The results signify that the estimated human force converges to the estimated environment force suitably. Thus, it can be deduced that estimated force in the control structure would considerably improve the tele-operated system’s transparency.

Nonetheless, the accuracy of the force estimation method requires investigation. The load cells employed on the master and slave robots validate the accuracy of the force estimation approach, as seen in Fig. 10.

Fig. 10
figure 10

Force estimation results. (a) Human force estimation, b environment force estimation

It is clear that the estimated forces adequately converge to real forces.

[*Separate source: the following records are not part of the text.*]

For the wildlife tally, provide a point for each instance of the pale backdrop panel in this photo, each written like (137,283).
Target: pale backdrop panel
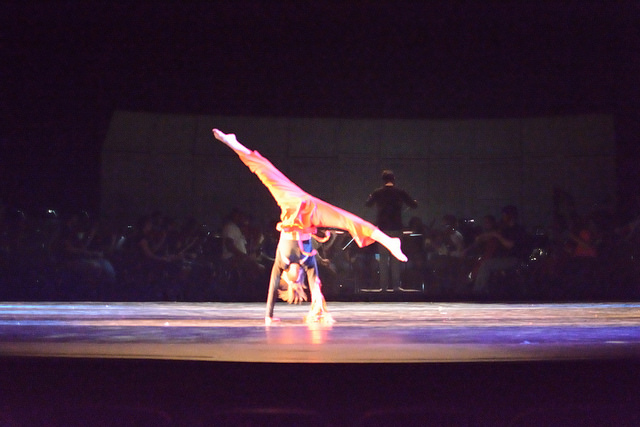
(404,139)
(497,138)
(451,138)
(358,137)
(543,137)
(171,133)
(313,138)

To demonstrate the performance and efficiency of the proposed force estimation algorithms, the result in the frequency domain is considered in addition to that in the time domain. Figure 11 displays the appropriate estimation of human and environment forces in frequency domain too.

Fig. 11
figure 11

Frequency response of a estimated and real human force, and b estimated and real environment force

6 Conclusion

In this work, a sliding mode-based controller with a force estimation algorithm for a linear bilateral teleoperation system was designed. In many tele-manipulation applications including telesurgery, installing force sensors on end effectors restricts robot manipulation. Thus, to achieve adequate operation, external force estimation is necessary. Consequently, a force estimation algorithm was proposed for time-variant human and environment forces. It was then proved that force estimation error is bounded. Due to the time variations in human and environment force, a sliding mode controller was designed to satisfy the exact desired model. The absolute stability concept helped analyze the stability and transparency of the teleoperation system. As a key advantage, this work investigated the stability and transparency of a teleoperation system with estimated force and with no force sensors required. The experimental results validate the efficiency of the designed control scheme.